3) take the average of all of the values obtained in step #2.

4) take the 4th root of the value obtained in step #3. 

However, this does not allow for an easily calculation. Given an hour and some MATLAB time I might look into the NP method, but for simplification I will run with average power. Our problem is now reduced:

- We spent a proportion x of total time working 'on' at a power P
- We thus spend a time 1-x as 'off'
- 'off' is done at 70% of the power than 'on' is
- The average power is ones FTP

The formula is thus:

Average power = x * P + (1-x) * P * 0.7 = FTP

Rearranging, we have 

P = FTP/(0.7 + 0.3*x)

or in terms of % FTP and % time spent on the front (X): 

P = 100/(0.7 + 0.003*X)

We now have the ability to check the figures - how does this stack up with what we know? Clearly, if x=0 or x=1 we have the 'correct' answer. If x = 0.33 (as in our initial example), we then calculate than

P(33.3) = 125

This is significantly higher than our initial estimate done by 'feel'. In fact, doing a minute at 125% FTP followed by 2 minutes at 87.5% FTP is probably too tough to be done in training (untapered) for 2x20'. Plugging in more random numbers (20% corresponding to a weak rider and 60% corresponding to a strong one), we have:

P(20) = 131.5 and P(60) = 113.6

Looking at these, I know which I would rather do (let's say 1' on @ 131%, 4' off @ 92% vs 3' on @ 113.6%, 2' off @ 79.5%). In fact, as the intensity of the 'on' section is increasing, so is the punishing nature of the session. This brings us back to the concept of Normalized Power, which takes into account the variability of the effort and 'rewards' a more disparate series of efforts with a higher number.

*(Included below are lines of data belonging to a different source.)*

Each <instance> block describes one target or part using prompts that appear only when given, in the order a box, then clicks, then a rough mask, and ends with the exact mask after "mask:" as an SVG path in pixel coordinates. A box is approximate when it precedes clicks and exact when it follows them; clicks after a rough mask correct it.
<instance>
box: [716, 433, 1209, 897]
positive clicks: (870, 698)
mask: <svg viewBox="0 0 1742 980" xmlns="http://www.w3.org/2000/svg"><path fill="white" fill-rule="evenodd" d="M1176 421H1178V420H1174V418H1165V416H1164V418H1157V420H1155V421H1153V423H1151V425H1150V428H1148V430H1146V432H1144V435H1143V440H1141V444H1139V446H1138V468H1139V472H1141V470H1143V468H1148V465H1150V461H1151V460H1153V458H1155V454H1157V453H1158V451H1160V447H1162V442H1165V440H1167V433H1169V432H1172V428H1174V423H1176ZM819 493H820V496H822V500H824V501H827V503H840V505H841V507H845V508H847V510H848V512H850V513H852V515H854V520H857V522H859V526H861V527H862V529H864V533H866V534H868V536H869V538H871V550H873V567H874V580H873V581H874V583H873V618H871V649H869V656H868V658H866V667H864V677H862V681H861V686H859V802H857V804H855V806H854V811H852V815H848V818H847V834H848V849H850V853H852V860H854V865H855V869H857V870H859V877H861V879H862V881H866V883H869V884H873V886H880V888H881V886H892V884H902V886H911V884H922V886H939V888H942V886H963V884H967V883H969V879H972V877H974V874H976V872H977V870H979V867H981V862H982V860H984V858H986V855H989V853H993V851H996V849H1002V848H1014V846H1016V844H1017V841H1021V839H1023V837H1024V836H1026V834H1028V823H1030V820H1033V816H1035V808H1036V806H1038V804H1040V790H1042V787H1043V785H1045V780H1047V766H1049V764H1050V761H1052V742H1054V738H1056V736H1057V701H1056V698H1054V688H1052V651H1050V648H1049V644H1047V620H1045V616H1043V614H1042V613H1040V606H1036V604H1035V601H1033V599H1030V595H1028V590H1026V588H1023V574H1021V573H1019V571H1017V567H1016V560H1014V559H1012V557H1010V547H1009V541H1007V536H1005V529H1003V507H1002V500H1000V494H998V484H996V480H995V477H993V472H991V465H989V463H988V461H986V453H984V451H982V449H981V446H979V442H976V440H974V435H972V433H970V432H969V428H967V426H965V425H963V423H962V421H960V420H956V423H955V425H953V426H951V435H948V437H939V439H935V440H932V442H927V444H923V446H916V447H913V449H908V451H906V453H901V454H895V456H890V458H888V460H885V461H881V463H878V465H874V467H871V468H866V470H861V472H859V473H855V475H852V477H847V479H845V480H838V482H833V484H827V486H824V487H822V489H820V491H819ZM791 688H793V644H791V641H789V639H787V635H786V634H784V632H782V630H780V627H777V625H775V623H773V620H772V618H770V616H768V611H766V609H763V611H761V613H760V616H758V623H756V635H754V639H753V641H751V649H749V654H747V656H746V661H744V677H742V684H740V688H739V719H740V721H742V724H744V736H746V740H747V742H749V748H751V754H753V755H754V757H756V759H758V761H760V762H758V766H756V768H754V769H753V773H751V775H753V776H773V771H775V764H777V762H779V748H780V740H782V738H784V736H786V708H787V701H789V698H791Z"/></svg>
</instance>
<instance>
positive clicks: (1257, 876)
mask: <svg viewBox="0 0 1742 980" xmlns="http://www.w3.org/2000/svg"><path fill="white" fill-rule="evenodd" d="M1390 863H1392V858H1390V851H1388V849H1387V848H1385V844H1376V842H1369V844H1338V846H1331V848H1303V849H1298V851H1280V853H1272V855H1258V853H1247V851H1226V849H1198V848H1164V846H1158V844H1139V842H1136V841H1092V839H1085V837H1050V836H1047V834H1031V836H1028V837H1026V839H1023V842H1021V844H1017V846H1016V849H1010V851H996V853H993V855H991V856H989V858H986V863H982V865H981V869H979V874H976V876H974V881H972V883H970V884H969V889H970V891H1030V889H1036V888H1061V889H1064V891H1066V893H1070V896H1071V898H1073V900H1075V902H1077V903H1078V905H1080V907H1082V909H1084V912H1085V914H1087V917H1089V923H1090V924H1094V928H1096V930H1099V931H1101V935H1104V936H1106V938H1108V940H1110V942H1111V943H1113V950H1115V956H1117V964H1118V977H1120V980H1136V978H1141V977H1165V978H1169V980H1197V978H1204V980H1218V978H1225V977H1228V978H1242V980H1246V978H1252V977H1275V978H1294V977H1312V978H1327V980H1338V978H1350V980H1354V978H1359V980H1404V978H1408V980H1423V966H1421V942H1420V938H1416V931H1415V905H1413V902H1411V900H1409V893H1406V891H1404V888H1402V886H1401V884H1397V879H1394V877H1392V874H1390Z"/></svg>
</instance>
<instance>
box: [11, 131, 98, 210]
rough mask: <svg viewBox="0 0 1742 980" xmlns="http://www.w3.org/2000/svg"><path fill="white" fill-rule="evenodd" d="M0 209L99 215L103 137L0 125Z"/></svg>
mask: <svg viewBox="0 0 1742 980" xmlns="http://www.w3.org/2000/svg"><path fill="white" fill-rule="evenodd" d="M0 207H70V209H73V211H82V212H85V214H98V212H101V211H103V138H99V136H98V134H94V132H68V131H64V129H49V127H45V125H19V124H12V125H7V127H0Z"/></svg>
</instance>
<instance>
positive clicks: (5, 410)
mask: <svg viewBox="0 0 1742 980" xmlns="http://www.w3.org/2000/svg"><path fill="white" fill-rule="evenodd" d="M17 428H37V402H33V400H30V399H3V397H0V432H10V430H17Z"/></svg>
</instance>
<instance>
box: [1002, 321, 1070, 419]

Clearly, we now have two choices:

- Use NP to calculate our intensities. This will require a small amount of coding, but should be very doable.
- Change our assumption that the whole session must equal a certain % FTP to some other criterion.

In the interests of science, I am going to try out option (1) first, but haven't ruled out that giving spurious results either.

One more thing (before I sign off) that strikes me is that our formula for the session power can be altered to reflect different coefficients of drafting savings. For example, if you have a more upright stance than your teammates, the draft factor may be higher than 0.7, and vice versa. It is also possible to see how the effect of hills might be modelled - the drafting effect will be vastly reduced going uphill, and the overall intensity will be increased and correspondingly decreased for downhill sections.

I fear that this post may also need a 'part two' - I will endeavour to write it while the idea is fresh in my mind!